People do not understand the political ju jistu of nonviolent action of the Occupy Wall Street Movement. By occupying the Federal Courts and especially the US Supreme Court, it puts a spotlight on the corruption of the court by corporate interests. It points out the contradiction of the societal myth that justice is blind, impartial, a "strict constitutional constructionist" and "not populated by activist justices." The lie and societal secret is that five of the US Supreme Court Justices are right wing extremists and are not conservative. The meaning of conservative is to conserve or keep things as they are. Conserving what for whom? They are reactionary and believe in supporting corporations, the rich and the powerful. They want to overturn laws that are for the ordinary citizen, that give more power to people than the government, the rich and corporations. They want to return to earlier era with less equality, opportunity, free speech, civil rights, voting rights and less democracy. They want to regress back to the 1950's or earlier to a more unjust, undemocractic, unfair, repressive, unresponsive government and a less "perfect union." The only way forward is to pass a Constitutional Amendment to overturn the Citizens United decision and pass Federal Campaign Finance Reform. History has shown that nonviolent direct action movements have a positive impact for social change and ennacting change in legislation and laws. The labor rights, civil rights, women's rights, and voting rights movements are proof of that. As our Founders so profoundly put it in the Declaration of Independence: "it is the inherent right of the people to alter or abolish their form of government."

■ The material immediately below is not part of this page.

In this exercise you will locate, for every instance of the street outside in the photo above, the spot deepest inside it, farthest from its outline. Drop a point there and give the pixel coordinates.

nicely put Trainer, clear down to the Gene Sharp linguistics. I'd love to hear your take on Move to Amend... I love the planned 1/20 protests but the concept of focussing on the courts has been bandied about since early on. What they ared doing is fantastic, but they seem to be framing it in a pretty proprietal nature running outsized MTA graphics on all materials and phrasing their push in an almost branding kind of way. It's not that I've rejected their effort, I'm just a bit put off by this aspect. your thoughts? As many groups as can and will put into something like this, you'll see organization 'stamps', hell Point Nine Nine is going to chime in, it just seems like MTA is flirting with making it about themselves intentionally or otherwise. There's more than a dozen 28th Amendment proposals out there that are quite credible, open the potential forum that is this national day of action to them all I say.
Check this out for what is going on in Seattle and Tacoma and the state of Washington on January 20th and 21st on the anniversary of "Citizens United vs the Federal Elections Comission". It is as old as the "Corrupt practices Act" of 1912 in Montana, and recently upheld by the Montana Supreme Court. (The first state in the union to try and regulate big, anonymous, and out of state money in State Elections). The history is the same. Occupy The Government is something we knew and did at it's creation, and try to do when needed. Why. Because we are human and we learn things over and over again, and then we evolve. It is time to evolve.